Native Political Advertising

Native Advertising

Native Advertising

Who’s Fooling Whom?

Hana Callaghan

Hana Callaghan directs the government ethics program at the Markkula Center for Applied Ethics at Santa Clara University in California.  The opinions expressed are her own. For more information on how to judge the trustworthiness of the news, please visit the Trust which is hosted by the Markkula Center for Applied Ethics and led by the Center’s Journalism Ethics Director, Sally Lehrman.

When it comes to online political advertising, it’s not just the Russians who are trying to confuse us. U.S. politicians, trying to attract our attention within the cacophony of digital content that we are exposed to, are turning to tactics that make political messages appear like genuine news stories.  This is called “native advertising” defined by the Native Advertising Institute as, “paid advertising where the ad matches the form, feel and function of the content of the media on which it appears.”

For example, Congressman Devin Nunes’ reelection campaign recently created an online news site called The California Republican.  The site’s Facebook page self-describes the outlet as a “Media/News Company.” In the “about” section the outlet’s Facebook page says that The California Republican is, “delivering the best of US, California, and Central Valley news, sports, and analysis.”  At the very bottom of The California Republican site, in tiny white letters you will find the disclaimer “Paid for by the Devin Nunes Campaign Committee.”

President Trump has a series of videos on his campaign Facebook Page called, The Real News. Each segment is structured to look exactly like a television news segment.  There is an anchor, as well as a traditional news room backdrop and use of splits screens, suspiciously similar to CNN’s format. In fact the “anchor” is sometimes played by a former CNN commentator, Kayleigh McEnany.

The Republicans are not alone in trying to pass off political advertising as legitimate news.  In 2012, Barack Obama’s presidential re-election campaign sponsored a video on Buzz Feed which looked like a real news story reporting on Mitt Romney’s comment about “binders of women.”

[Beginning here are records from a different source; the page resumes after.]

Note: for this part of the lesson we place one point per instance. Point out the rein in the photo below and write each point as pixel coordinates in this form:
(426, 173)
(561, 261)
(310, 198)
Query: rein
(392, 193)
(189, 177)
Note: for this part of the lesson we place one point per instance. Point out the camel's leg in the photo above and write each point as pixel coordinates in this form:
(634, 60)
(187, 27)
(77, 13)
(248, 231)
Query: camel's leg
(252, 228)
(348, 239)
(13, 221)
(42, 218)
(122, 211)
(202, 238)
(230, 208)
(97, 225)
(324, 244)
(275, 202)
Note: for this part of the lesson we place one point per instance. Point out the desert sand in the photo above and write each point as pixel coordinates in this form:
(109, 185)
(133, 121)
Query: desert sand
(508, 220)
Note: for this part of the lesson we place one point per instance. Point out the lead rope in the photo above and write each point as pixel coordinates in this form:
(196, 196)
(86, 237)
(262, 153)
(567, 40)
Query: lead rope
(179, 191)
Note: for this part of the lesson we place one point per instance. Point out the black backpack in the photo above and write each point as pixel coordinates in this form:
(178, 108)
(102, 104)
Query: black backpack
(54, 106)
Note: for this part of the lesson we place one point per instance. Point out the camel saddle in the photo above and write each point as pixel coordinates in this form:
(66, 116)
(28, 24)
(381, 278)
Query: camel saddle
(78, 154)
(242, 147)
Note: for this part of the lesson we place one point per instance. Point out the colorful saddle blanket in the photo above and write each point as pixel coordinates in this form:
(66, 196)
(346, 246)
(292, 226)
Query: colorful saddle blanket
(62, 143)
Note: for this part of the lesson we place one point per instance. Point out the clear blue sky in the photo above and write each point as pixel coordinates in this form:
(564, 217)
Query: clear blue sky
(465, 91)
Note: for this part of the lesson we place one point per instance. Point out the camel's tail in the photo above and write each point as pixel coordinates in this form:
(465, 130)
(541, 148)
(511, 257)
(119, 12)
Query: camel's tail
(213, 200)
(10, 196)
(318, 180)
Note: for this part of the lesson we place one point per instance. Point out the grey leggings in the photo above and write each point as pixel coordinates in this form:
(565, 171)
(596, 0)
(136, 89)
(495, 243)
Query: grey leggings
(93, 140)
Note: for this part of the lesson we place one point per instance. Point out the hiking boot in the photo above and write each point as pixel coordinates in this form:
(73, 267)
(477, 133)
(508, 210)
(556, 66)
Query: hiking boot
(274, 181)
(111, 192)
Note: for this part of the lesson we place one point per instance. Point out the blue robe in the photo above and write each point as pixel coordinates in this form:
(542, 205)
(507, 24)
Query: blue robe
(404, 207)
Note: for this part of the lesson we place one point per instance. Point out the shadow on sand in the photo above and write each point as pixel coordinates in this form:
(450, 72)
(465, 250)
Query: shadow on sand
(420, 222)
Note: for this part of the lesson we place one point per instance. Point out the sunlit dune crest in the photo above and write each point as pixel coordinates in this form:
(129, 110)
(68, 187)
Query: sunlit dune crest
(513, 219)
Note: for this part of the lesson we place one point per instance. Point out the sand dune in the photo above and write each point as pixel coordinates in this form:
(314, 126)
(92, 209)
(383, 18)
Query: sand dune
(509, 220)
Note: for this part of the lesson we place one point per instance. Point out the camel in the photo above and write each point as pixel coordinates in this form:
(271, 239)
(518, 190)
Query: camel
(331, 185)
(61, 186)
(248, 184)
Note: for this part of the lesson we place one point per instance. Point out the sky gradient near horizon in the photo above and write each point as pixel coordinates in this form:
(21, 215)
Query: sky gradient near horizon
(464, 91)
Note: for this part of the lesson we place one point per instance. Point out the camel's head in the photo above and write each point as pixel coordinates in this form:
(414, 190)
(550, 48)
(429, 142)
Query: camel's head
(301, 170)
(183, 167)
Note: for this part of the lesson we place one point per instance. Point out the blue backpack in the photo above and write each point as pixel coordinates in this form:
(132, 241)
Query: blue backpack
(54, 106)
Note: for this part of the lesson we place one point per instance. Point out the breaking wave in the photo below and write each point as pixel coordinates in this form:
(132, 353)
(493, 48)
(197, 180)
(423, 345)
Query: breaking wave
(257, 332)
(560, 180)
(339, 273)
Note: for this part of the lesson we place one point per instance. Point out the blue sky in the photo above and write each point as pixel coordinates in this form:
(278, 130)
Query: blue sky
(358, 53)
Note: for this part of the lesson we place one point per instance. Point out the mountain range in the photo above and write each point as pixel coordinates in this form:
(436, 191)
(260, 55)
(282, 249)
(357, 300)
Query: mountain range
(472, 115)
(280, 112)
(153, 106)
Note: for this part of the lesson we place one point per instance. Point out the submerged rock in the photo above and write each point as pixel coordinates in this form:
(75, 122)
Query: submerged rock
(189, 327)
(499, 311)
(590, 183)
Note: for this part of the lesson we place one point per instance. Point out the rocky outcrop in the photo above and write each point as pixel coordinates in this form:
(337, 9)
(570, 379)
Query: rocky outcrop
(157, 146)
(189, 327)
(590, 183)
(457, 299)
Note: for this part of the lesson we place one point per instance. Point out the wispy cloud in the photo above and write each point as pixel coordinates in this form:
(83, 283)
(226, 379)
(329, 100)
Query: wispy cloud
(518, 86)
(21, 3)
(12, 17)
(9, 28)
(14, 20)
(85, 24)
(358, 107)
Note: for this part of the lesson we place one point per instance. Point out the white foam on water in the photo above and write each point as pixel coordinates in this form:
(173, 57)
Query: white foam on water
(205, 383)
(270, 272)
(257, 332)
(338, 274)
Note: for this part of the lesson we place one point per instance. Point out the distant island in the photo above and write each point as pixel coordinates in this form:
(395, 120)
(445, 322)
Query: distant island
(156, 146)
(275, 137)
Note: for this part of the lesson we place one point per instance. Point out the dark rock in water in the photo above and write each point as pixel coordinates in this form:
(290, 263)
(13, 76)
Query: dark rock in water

The problem with these news-like articles and videos is that, unlike legitimate news stories, there is no independent investigation, no vetting of sources, no editors, and no unbiased reporting.  Yet, by trying to pass these stories off as authentic news, rather than political advertising, the campaigns are attempting to manufacture credibility. In other words, the pure intent of what is known as native political advertising, is to deceive the voters about the origin of the piece.

This type of advertising is not illegal, so long as the videos or articles are marked as paid for by the specific political committee. But, as illustrated in the Nunes “news” site, sometimes the disclaimer is difficult to find. It is also a problem when the content, once read, gets shared over and over on social media as legitimate news. Just because something is legal, does not necessarily make it ethical.  Attempting to deceive voters is always unethical regardless of the legality.

Calling for a ban on this practice might prove problematic given the strong First Amendment protections afforded political speech. Accordingly, it is up to us as voters and as consumers of news to beware of what we are being served.  Always be on the lookout for captions such as “sponsored content” or for the disclaimer “paid for by” noted in the fine print. Healthy skepticism when it comes to political advertising is always a good thing, but never more so than when those ads are disguised as reliable news stories. If candidates cannot be trusted to be truthful when they run for office, why should we trust them to govern in good faith once they are elected?